The prominent lawyer-activist had sent out pictures of leaflets purportedly distributed by the government to taxi drivers that paint the electoral reform movement as “pengacau” (rabble-rousers) despite two ongoing public inquiries into the chaotic April 28 rally in the capital city.
“I’m surprised and appalled by the continuing attempts to demonise Bersih. It is improper in view of the ongoing inquiries, both Suhakam’s and their own.
“It looks like the government has declared war on Bersih. That means they are effectively declaring war on the rakyat,” she told The Malaysian Insider over the phone.
The former Malaysian Bar president, who heads Bersih with national laureate Datuk A. Samad Said, said she found the leaflet objectionable because it presented a lopsided take on the events that took place.
The flyer featured photographs of Bersih supporters dressed in the signature yellow T-shirts attacking police vehicles on one side, with the words “Hidup Biar Beradab Bukan Biadap!” (Live Civilised, Not Like Savages!).
On the flipside, the flyer stated: “Fikir-fikirlah dan jangan meyokong kumpulan pengacau yang degil dan jangan diperalatkan.” (Think carefully and don’t support stubborn rabble-rousing groups and don’t be manipulated).
Ambiga lambasted the Najib administration for leaving out all mention of the authorities’ use of extreme measures against the demonstrators, evidence of which has also been recorded.
“The leaflets are wholly misleading and an irresponsible act,” she said.
She said she believed there were some policemen on duty that day who had handled matters professionally, but added there were groups that had targeted Bersih supporters and assaulted them.
“I think we cannot deny and they cannot deny, by their own disclosure, 960 canisters of tear gas were fired into the crowd. To me, that is violence.
“Why is there no mention of this?” she asked.
She added that the leaflets were likely produced using public funds.
She also questioned the timing of its distribution.
Judging from the publication code printed on the lower half of the page, the leaflets have been in circulation since May this year as part of a public awareness campaign.
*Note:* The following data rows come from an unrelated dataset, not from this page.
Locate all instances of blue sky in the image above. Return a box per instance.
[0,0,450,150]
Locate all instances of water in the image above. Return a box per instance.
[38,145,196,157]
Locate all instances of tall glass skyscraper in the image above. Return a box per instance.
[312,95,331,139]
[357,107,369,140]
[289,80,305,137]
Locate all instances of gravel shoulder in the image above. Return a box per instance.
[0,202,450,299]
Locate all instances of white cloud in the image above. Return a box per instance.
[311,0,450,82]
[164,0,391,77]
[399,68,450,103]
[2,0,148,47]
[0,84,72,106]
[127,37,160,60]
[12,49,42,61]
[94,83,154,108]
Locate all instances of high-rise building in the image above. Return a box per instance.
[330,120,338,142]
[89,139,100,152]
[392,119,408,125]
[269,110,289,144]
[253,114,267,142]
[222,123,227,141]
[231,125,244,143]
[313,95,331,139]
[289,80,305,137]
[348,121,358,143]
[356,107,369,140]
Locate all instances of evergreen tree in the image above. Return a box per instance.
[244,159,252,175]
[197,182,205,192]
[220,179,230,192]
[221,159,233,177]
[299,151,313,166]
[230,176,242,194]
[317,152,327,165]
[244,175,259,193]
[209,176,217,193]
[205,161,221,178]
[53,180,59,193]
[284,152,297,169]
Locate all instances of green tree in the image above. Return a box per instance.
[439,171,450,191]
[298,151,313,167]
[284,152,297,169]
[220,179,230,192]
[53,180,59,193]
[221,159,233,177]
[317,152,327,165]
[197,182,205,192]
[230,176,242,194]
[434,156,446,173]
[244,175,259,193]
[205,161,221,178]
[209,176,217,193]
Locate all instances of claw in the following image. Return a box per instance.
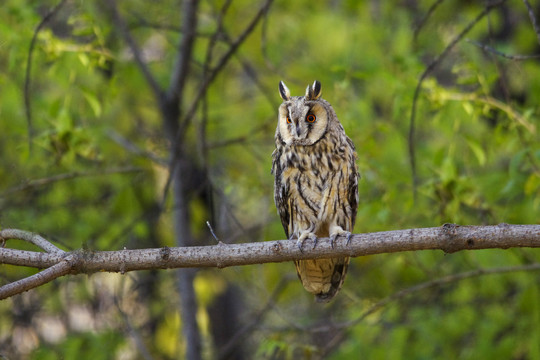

On July 5, Prime Minister Datuk Seri Najib Razak had launched a government programme touting taxi drivers as the country’s “ambassadors”, saying they could help boost the country’s image through their daily interaction with tourists.
“If taxi drivers are polite, courteous and customer-friendly, speak good things about the country and show a positive attitude, tourists will feel welcomed.
“Tourists meet thousands of taxi drivers and through their interactions, tourists’ perception of Malaysia is formed,” he was reported as saying by The Star newspaper at the launch of the Taxi Tourism Ambassadors programme in Putrajaya.
The April 28 rally that saw tens of thousands gather at six different locations before heading to Dataran Merdeka was peaceful until about 2.30pm when Bersih chief Datuk Ambiga Sreenevasan asked the crowd to disperse.
But her announcement was not heard by most of the crowd who continued to linger around the historic square, which the courts had already barred to the public over the weekend.
Just before 3pm, some protestors breached the barricade surrounding the landmark, leading police to disperse the crowd with tear gas and water cannons.
Police then continued to pursue rally-goers down several streets amid chaotic scenes, which saw violence from both sides over the next four hours.
Several dozen demonstrators have claimed that they were assaulted by groups of over 10 policemen at a time and visual evidence appears to back their claim but police also point to violence from rally-goers who attacked a police car.
The police car then crashed into a building before some protestors flipped it on its side.
Najib has weighed in on the April 28 rally and labelled it an attempt to overthrow his democratically-elected government.